Sizing your Connection Pool

Introduction

I started to build up the ideas presented in this post while reading an email (sent to the play-framework mailing list) from the author of BoneCP, deprecating it in favour of HikariCP. From there, I read a really good article where the connection pool heuristic about sizing is explained, and another one with a thorough critique of different pools.

The formula below is provided by the PostgreSQL project as a heuristic to start trying different pool settings around this starting point:

connections = ((core_count * 2) + effective_spindle_count)

This made me think about the differences that choices about the connection pool can bring, and decided to do some deliberate experiments about how different implementations and settings would affect the latency of a typical data access layer.

The Problem

Imagine you are developing a great web platform, with a classic architecture: a front-facing web interface that calls REST services on the backend, that in turn hits the database and reply to the user with the content requested.
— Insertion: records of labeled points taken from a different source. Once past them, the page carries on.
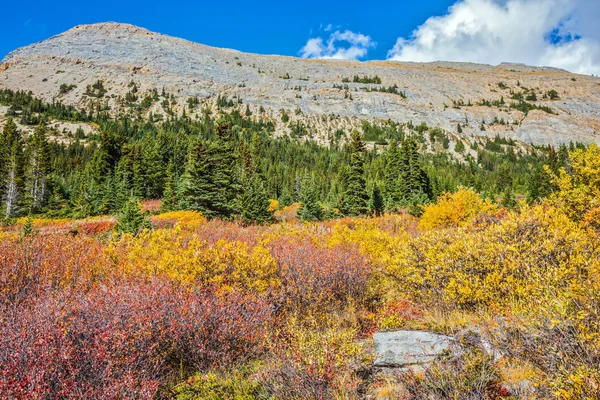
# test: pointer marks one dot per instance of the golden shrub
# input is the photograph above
(455, 210)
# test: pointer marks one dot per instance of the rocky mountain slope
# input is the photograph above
(561, 106)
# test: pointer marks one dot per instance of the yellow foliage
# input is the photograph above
(186, 258)
(455, 210)
(579, 189)
(273, 205)
(189, 220)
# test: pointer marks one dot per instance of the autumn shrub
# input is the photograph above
(470, 376)
(320, 277)
(237, 384)
(185, 257)
(455, 210)
(313, 358)
(93, 228)
(123, 340)
(579, 187)
(38, 263)
(187, 220)
(513, 261)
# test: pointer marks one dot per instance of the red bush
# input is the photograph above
(122, 340)
(318, 277)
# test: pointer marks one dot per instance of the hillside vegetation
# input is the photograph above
(196, 308)
(202, 295)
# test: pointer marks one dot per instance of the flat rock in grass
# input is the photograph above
(404, 348)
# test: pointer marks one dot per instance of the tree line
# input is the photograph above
(230, 167)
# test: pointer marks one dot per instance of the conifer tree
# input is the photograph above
(196, 189)
(224, 171)
(254, 202)
(414, 184)
(310, 209)
(508, 198)
(169, 200)
(38, 169)
(376, 203)
(392, 176)
(131, 219)
(12, 177)
(355, 198)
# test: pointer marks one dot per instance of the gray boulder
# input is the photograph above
(401, 349)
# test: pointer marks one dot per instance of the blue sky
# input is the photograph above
(559, 33)
(270, 27)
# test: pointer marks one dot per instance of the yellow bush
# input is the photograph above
(187, 219)
(455, 210)
(517, 260)
(184, 257)
(579, 190)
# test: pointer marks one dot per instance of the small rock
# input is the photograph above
(404, 348)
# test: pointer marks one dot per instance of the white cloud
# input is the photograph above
(558, 33)
(345, 45)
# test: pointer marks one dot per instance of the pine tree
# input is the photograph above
(196, 189)
(539, 185)
(392, 176)
(254, 202)
(38, 170)
(508, 198)
(131, 219)
(310, 207)
(12, 179)
(27, 227)
(355, 198)
(376, 203)
(224, 171)
(553, 161)
(169, 201)
(414, 185)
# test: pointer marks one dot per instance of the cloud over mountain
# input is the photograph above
(345, 45)
(558, 33)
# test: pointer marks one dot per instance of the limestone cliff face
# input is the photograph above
(434, 92)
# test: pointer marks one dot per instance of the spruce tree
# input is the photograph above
(310, 208)
(376, 203)
(12, 179)
(169, 200)
(38, 169)
(392, 176)
(197, 189)
(508, 198)
(131, 219)
(414, 184)
(224, 171)
(355, 198)
(254, 202)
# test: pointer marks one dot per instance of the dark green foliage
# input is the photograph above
(169, 200)
(210, 183)
(254, 202)
(355, 199)
(131, 219)
(37, 170)
(150, 159)
(12, 169)
(508, 198)
(310, 207)
(376, 203)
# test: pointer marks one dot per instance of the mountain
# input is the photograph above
(530, 104)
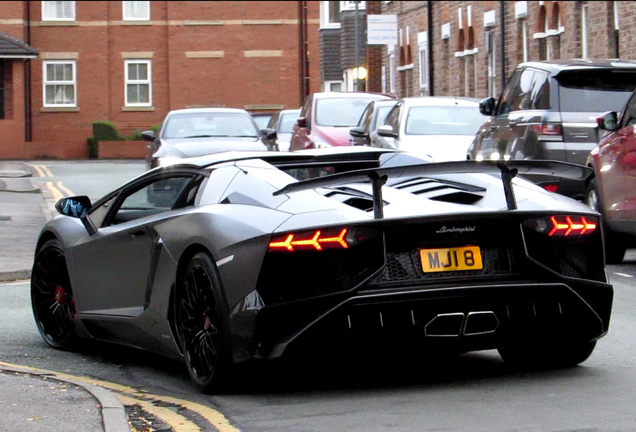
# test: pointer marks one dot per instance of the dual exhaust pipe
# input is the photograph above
(459, 323)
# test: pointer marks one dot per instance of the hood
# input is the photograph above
(193, 147)
(442, 148)
(335, 136)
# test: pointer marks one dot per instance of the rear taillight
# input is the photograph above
(316, 240)
(563, 225)
(548, 131)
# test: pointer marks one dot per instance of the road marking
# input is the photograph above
(38, 168)
(174, 420)
(57, 195)
(212, 416)
(64, 189)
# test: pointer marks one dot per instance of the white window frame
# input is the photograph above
(128, 18)
(49, 18)
(392, 72)
(524, 38)
(46, 82)
(324, 16)
(491, 58)
(327, 85)
(383, 79)
(584, 31)
(128, 81)
(422, 50)
(351, 5)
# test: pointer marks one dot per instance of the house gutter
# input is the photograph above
(503, 43)
(28, 121)
(431, 62)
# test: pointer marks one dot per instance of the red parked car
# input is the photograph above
(326, 118)
(612, 190)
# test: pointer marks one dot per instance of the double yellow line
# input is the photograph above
(168, 409)
(58, 189)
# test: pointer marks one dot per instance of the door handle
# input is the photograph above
(138, 234)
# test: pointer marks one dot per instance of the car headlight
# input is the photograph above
(283, 145)
(169, 160)
(321, 144)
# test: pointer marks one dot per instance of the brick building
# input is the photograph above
(469, 48)
(66, 64)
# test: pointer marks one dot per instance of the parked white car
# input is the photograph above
(439, 127)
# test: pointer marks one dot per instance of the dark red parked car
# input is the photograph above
(325, 118)
(612, 190)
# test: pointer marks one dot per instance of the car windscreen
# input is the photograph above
(443, 120)
(340, 112)
(594, 90)
(209, 124)
(381, 116)
(287, 122)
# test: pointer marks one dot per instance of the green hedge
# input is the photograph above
(105, 131)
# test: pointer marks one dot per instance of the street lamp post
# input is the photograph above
(357, 69)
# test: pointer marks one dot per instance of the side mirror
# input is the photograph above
(387, 131)
(487, 106)
(608, 121)
(358, 132)
(301, 121)
(76, 206)
(148, 135)
(268, 134)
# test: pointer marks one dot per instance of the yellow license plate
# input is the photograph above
(451, 259)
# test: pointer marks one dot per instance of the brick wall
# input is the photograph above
(462, 73)
(233, 53)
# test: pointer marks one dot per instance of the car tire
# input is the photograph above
(545, 355)
(52, 297)
(615, 247)
(201, 322)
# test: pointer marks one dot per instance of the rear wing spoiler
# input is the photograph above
(507, 169)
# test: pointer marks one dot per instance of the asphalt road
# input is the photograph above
(381, 391)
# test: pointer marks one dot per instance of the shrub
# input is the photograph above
(91, 145)
(134, 136)
(105, 131)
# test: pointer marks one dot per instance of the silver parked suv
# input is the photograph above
(548, 110)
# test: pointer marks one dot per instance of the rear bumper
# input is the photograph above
(466, 319)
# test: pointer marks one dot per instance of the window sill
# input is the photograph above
(58, 24)
(138, 108)
(147, 22)
(59, 109)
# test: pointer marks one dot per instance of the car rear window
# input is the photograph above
(345, 112)
(594, 90)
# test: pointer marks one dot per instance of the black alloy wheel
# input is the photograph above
(199, 316)
(52, 297)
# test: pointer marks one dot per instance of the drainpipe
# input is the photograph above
(28, 123)
(503, 43)
(431, 62)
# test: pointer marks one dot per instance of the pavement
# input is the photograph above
(33, 400)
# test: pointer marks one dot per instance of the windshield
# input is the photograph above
(595, 91)
(210, 124)
(341, 112)
(443, 120)
(287, 122)
(381, 116)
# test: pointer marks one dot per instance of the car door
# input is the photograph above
(302, 129)
(393, 120)
(618, 168)
(115, 265)
(495, 136)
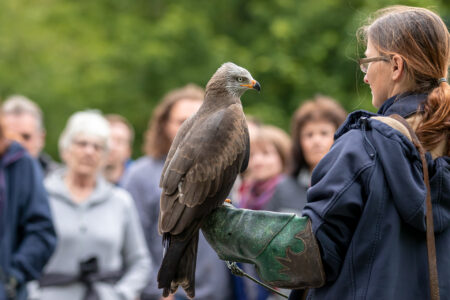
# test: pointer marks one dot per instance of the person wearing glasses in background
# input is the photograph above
(367, 199)
(366, 211)
(23, 122)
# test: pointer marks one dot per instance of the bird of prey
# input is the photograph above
(210, 149)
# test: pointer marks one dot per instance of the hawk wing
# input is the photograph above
(206, 160)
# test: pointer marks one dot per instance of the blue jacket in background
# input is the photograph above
(367, 206)
(27, 235)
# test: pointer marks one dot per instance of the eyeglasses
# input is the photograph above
(364, 62)
(84, 144)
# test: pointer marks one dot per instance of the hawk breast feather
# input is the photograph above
(207, 148)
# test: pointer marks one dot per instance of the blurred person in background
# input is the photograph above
(270, 159)
(142, 181)
(101, 250)
(23, 122)
(27, 235)
(312, 132)
(119, 156)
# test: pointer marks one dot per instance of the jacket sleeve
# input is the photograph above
(336, 197)
(137, 262)
(38, 238)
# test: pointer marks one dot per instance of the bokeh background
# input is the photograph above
(122, 56)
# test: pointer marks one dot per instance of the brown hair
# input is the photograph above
(320, 108)
(157, 142)
(267, 134)
(421, 38)
(118, 119)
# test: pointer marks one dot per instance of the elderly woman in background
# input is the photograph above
(101, 253)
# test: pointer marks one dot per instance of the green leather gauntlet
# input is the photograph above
(281, 246)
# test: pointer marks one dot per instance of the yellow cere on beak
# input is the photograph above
(253, 85)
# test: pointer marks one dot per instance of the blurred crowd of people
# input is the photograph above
(86, 228)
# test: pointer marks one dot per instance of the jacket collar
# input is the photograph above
(404, 105)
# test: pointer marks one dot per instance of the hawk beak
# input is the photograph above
(254, 85)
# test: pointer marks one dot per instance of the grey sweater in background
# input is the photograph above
(105, 226)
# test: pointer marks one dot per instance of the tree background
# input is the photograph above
(122, 56)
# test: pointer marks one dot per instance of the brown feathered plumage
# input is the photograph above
(208, 152)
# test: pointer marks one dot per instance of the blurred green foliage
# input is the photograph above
(122, 56)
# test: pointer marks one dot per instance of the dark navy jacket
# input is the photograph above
(367, 206)
(27, 236)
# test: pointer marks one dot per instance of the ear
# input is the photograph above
(397, 67)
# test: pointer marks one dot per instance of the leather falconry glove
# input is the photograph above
(280, 245)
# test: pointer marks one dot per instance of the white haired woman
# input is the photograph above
(101, 252)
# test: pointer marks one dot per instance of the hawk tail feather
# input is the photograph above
(178, 266)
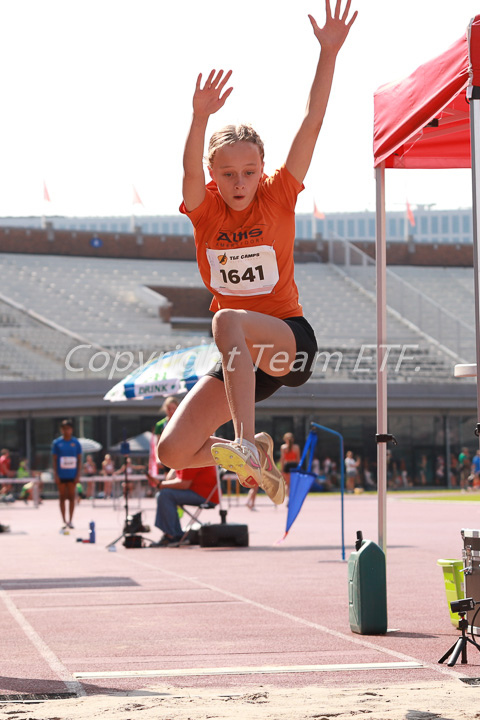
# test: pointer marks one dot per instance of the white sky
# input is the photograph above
(97, 95)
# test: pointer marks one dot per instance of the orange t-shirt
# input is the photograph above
(245, 257)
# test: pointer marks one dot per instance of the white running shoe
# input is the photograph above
(272, 480)
(240, 460)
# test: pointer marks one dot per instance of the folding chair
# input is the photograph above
(207, 505)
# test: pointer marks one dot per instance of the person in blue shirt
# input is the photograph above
(67, 464)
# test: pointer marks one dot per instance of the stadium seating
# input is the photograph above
(53, 304)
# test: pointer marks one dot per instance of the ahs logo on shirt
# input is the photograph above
(254, 235)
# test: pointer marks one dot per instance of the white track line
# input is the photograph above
(48, 655)
(261, 670)
(356, 640)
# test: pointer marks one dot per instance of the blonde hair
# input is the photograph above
(229, 135)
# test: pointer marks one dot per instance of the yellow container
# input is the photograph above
(454, 584)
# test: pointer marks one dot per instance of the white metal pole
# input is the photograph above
(381, 276)
(474, 93)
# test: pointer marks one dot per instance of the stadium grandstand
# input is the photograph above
(75, 318)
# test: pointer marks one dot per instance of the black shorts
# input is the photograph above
(266, 385)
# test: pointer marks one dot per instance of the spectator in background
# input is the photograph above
(127, 470)
(108, 469)
(169, 406)
(26, 493)
(351, 471)
(90, 470)
(67, 465)
(289, 457)
(182, 487)
(464, 467)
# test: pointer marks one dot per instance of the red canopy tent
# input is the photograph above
(431, 119)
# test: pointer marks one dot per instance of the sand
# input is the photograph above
(449, 699)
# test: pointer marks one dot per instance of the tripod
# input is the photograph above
(460, 646)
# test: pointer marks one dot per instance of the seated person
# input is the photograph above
(190, 486)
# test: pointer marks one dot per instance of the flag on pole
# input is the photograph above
(410, 216)
(136, 200)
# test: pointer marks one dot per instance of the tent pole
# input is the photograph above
(381, 274)
(474, 93)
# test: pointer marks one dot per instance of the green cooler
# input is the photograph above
(454, 584)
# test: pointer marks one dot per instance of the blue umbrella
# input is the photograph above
(172, 373)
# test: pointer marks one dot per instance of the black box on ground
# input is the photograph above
(223, 535)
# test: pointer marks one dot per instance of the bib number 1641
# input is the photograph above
(250, 275)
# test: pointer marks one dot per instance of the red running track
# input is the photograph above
(68, 608)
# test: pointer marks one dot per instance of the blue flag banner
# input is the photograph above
(301, 481)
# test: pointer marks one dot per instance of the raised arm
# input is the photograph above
(331, 38)
(206, 101)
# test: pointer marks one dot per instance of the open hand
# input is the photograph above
(209, 99)
(336, 28)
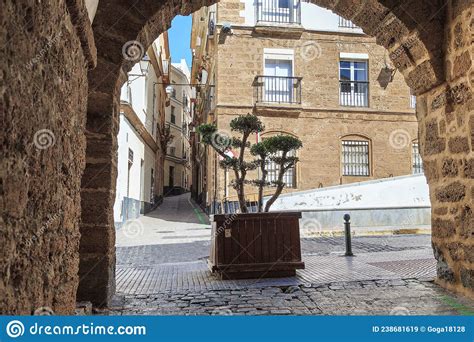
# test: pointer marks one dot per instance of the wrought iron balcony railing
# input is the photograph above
(278, 11)
(344, 23)
(277, 89)
(354, 93)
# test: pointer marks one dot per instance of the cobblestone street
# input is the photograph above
(162, 270)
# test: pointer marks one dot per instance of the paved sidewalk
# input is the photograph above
(396, 297)
(161, 269)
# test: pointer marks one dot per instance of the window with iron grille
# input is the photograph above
(412, 99)
(346, 23)
(355, 158)
(173, 115)
(289, 178)
(417, 163)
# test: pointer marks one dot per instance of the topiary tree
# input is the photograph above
(276, 148)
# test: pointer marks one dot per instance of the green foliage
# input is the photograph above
(207, 131)
(276, 148)
(282, 143)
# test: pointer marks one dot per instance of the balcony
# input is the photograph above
(354, 93)
(277, 94)
(344, 23)
(278, 11)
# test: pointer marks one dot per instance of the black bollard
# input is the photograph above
(347, 228)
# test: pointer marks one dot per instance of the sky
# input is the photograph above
(179, 36)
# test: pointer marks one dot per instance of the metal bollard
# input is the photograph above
(347, 228)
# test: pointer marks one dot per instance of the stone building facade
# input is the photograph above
(306, 72)
(58, 237)
(177, 166)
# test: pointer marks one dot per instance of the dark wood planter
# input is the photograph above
(255, 245)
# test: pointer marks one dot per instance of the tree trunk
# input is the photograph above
(261, 185)
(274, 197)
(280, 185)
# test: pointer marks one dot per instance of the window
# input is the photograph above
(354, 85)
(173, 115)
(279, 11)
(417, 163)
(344, 23)
(278, 80)
(412, 99)
(355, 158)
(289, 178)
(152, 186)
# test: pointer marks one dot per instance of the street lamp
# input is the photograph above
(144, 63)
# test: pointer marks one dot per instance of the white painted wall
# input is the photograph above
(397, 192)
(312, 17)
(138, 92)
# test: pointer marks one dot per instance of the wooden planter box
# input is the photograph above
(255, 245)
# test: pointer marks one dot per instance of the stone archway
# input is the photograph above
(429, 42)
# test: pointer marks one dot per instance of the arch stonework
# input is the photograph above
(429, 41)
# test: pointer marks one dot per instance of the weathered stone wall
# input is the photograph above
(40, 186)
(447, 116)
(44, 94)
(321, 132)
(388, 122)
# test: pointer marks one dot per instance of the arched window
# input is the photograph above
(355, 156)
(289, 178)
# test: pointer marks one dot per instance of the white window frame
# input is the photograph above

Once your platform reaches success, the application server is overloaded, and so is the database.

At this point, if you didn’t plan accordingly, the answer to the question:

“Will my users stay, or will they go away experiencing the website is sloooow?”

won’t be really pleasing.

Actually, you should have planned for it, and this is the goal of this article:
a simple way to setup things and start doing capacity planning, focusing on one of the lowest layers of the architecture, the database connection pool. Most of web platforms are deployed on clusters, but I’ll just start simple and understand this small piece of the puzzle and build things up from here.

The Connection Pool

Once the website is hit with 10k users, you could easily have around 20k tps on db.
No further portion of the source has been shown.